Urteil nach AfD-Antrag
Das Urteil erging auf Antragstellung der AfD-Fraktion im Thüringer Landtag, welche die betroffenen Verordnungen formell und materiell nicht mit der Thüringer Verfassung vereinbar und damit als nichtig ansieht. Die zur Eindämmung des Corona-Virus erlassenen Ge- und Verbote wurden daher in ihrem Ausmaß durch die Verordnungsermächtigung des Infektionsschutzgesetzes als nicht mehr ausreichend gedeckt beanstandet.
Der in Thüringen ansässige stellvertretende Bundesvorsitzende der AfD und ehemalige Vorsitzende des Rechtsausschusses des Bundestages, Stephan Brandner, bezeichnete nach Bekanntwerden des Urteils die
Thüringer Landesregierung als „hoffnungslos überfordert mit der aktuellen Situation“, so der Bundestagsabgeordnete.
Die AfD in Thüringen
erklärte auf ihrer Website zum Urteil, dass dies
möglicherweise auch gute Nachrichten für jene seien, die durch die Mai-Verordnung finanzielle Einbußen erlitten hätten und nun Schadensersatzansprüche geltend machen könnten „oder Bürger, die gegen Bußgeldbescheide aus dieser Zeit rechtlich vorgehen möchten“. AfD-Landeschef Björn Höcke stellte dazu fest: „Die Richter haben es heute bestätigt: Die Landesregierung hat im ersten sogenannten ‚Lockdown‘ in Teilen verfassungswidrig gehandelt.“ Man freue sich über den Erfolg und werde weiter für „die Freiheit in unserem Land und gegen den Corona-Extremismus kämpfen“, so der Fraktionsvorsitzende.
Formelle Nichtigkeit
Nach
Angaben des „MDR“ sagte Verfassungsgerichtspräsident Stefan Kaufmann jedoch: „Die Nichtigkeit beruht allein auf formellen Gründen.“ Demnach sei insbesondere beim Erlass der Verordnung im Mai gegen das sogenannte Zitier-Gebot verstoßen worden, womit gemeint sei, dass die von der Verordnung betroffenen Grundrechte nicht erwähnt worden seien, so der Sender.

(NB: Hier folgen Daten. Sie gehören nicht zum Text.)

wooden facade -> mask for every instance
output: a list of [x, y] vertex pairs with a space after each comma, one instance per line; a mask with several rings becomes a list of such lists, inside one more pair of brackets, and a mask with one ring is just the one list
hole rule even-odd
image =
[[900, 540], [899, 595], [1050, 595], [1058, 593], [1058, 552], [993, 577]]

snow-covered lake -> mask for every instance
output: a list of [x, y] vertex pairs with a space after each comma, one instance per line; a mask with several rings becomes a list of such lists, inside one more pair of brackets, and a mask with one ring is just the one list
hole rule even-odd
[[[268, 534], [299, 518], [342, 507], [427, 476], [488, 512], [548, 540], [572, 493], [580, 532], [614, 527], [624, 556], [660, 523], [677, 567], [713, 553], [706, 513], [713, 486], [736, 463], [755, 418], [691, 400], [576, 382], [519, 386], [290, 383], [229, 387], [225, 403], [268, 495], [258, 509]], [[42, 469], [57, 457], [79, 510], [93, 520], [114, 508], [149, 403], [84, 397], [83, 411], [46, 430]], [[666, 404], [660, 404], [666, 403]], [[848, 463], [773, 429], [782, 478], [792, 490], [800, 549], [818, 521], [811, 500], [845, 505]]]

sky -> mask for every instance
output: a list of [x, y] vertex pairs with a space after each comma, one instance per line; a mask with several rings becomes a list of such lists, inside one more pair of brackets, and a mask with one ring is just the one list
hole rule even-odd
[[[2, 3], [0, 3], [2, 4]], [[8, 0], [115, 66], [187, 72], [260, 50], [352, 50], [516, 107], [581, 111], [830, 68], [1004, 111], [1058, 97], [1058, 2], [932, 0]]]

Kaufmann habe noch gesagt, dass die verordneten Corona-Maßnahmen an sich, also auch Kontaktbeschränkungen oder Mindestabstand, mit der Verfassung vereinbar seien, so der Gerichtspräsident.
Die komplette Nichtigkeit der Mai-Verordnung aus formalen Gründen beschrieb die
„FAZ“ so, dass die Landesregierung die Erarbeitung der Corona-Schutzverordnung an die Landesgesundheitsministerin delegiert habe, was einer eigenen Verordnung mit explizitem Bezug auf das Bundesinfektionsschutzgesetz bedurft hätte. Da diese Passage fehlte, war die Gesundheitsministerin auch nicht formell ordnungsgemäß ermächtigt, die Verordnung zu erlassen.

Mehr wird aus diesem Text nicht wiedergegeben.